Für die prozesssichere Integration der Wägezellen kommen spezielle Einbausätze zum Einsatz. Das Flexlock-System sorgt für eine definierte Krafteinleitung und gleicht Montage- sowie temperaturbedingte Bewegungen der Behälter aus. Gleichzeitig werden die Sensoren vor Querkräften und Überlastungen geschützt. Dadurch bleibt die Messgenauigkeit auch bei wechselnden Betriebsbedingungen erhalten. Gerade bei großen Silos und komplexen Rohrleitungssystemen können zusätzliche Krafteinwirkungen die Messergebnisse beeinflussen. Deshalb wurden im Rahmen der technischen Beratung mögliche Kraftnebenschlüsse an Rohrleitungen und Schläuchen überprüft und Maßnahmen zur Minimierung solcher Einflüsse betrachtet.

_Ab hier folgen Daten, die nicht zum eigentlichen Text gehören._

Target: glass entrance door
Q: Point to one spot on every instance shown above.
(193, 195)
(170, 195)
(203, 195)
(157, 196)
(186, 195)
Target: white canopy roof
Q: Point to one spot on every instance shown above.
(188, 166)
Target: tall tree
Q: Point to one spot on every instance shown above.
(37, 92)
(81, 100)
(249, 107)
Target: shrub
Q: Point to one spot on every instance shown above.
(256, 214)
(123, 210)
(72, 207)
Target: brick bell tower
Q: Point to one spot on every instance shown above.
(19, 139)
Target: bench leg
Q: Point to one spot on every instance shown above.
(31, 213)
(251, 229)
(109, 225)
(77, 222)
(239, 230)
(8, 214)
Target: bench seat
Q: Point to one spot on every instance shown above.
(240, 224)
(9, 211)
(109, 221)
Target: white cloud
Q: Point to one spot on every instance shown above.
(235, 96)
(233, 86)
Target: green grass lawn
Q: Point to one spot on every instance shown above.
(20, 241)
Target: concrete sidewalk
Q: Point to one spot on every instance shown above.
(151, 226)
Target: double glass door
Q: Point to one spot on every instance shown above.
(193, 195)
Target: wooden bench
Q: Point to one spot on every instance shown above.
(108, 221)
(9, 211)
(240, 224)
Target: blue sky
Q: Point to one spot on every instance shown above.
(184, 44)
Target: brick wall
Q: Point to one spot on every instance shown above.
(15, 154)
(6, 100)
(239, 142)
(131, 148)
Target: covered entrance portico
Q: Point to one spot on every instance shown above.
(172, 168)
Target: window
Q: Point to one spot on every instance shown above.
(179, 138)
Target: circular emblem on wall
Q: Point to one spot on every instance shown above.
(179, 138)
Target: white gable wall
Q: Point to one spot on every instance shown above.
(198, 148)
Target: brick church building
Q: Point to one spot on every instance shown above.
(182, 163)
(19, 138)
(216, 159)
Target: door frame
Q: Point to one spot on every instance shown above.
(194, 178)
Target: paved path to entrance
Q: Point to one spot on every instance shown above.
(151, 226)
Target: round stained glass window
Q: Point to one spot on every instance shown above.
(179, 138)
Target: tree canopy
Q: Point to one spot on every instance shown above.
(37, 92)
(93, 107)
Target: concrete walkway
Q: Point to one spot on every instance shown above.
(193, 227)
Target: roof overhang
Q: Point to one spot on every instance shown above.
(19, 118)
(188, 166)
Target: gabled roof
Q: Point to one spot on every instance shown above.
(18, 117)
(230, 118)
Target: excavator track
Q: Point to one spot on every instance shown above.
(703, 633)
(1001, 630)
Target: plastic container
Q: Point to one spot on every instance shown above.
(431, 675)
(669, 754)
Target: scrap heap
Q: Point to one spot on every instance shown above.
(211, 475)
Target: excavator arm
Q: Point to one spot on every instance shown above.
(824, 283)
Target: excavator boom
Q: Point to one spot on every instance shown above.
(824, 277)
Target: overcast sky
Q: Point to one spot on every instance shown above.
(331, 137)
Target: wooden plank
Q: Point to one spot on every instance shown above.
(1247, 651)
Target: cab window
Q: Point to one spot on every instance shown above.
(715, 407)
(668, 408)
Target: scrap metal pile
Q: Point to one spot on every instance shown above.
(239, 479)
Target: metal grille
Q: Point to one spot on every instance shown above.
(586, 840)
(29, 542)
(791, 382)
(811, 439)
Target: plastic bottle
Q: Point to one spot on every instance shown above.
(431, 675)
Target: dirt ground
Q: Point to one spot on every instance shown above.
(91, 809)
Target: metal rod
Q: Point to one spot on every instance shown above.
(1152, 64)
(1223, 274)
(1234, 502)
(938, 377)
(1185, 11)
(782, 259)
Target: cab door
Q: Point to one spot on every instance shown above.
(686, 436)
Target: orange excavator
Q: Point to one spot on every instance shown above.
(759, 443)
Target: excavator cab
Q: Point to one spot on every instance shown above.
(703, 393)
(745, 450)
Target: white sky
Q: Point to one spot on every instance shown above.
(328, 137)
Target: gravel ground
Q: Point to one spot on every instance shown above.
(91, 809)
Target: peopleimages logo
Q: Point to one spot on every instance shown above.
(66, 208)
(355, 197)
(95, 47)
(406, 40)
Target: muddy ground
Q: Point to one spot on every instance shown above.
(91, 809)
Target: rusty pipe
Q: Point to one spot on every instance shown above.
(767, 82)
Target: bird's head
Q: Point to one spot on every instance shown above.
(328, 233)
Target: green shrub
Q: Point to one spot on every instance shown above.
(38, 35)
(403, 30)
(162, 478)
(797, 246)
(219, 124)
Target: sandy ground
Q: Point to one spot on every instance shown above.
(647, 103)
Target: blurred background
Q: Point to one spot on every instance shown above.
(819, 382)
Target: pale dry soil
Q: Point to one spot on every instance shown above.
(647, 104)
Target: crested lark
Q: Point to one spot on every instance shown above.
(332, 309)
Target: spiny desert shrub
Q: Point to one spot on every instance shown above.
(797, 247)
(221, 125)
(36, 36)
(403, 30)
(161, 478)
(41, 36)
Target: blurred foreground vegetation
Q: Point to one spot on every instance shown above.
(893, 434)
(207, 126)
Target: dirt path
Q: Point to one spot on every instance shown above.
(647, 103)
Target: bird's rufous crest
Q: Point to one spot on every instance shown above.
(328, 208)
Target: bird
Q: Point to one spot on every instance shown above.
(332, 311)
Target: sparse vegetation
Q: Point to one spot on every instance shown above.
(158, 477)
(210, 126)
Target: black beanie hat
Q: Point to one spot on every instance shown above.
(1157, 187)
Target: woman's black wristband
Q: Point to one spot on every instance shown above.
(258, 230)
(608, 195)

Neue Siloprojekte profitieren von früher Planung

Im Zuge eines Erweiterungsprojekts mit drei neuen Silos nutzte Grace die bestehende Wägelösung als Referenz für die weitere Anlagenplanung. Gemeinsam mit Anwendungsspezialist Stefan Christians von Minebea Intec wurde analysiert, wie sich das bewährte Konzept auf zukünftige Anlagen übertragen lässt. Im Mittelpunkt standen dabei weniger kurzfristige Anpassungen als vielmehr die langfristige Auslegung der neuen Silos. Die Beratung berücksichtigte neben den messtechnischen Anforderungen auch Umgebungsbedingungen wie Windlasten, seismische Einflüsse sowie konstruktive Rahmenbedingungen. Ziel war es, bereits in einer frühen Projektphase eine fundierte Entscheidungsgrundlage für die weitere Planung zu schaffen und spätere Projektrisiken zu reduzieren. Christians betont: „Insbesondere bei Neubauprojekten unterstützen wir unsere Kunden frühzeitig mit umfassender applikationsbezogener Expertise. Dazu zählen unter anderem die Berücksichtigung von Umgebungsbedingungen,
Windlasten, seismischen Einflüssen sowie konstruktiven und messtechnischen Anforderungen.“

Bewährte Wägetechnik als Grundlage für zukünftiges Wachstum

Für Grace steht bei neuen Projekten die Übertragung einer über Jahre bewährten Lösung auf zukünftige Produktionskapazitäten im Vordergrund. Die Kombination aus analogen Drucklast-Wägezellen, robusten Einbausystemen und frühzeitiger technischer Beratung bildet dabei die Grundlage für eine prozesssichere Siloverwiegung unter anspruchsvollen Bedingungen der Spezialchemie.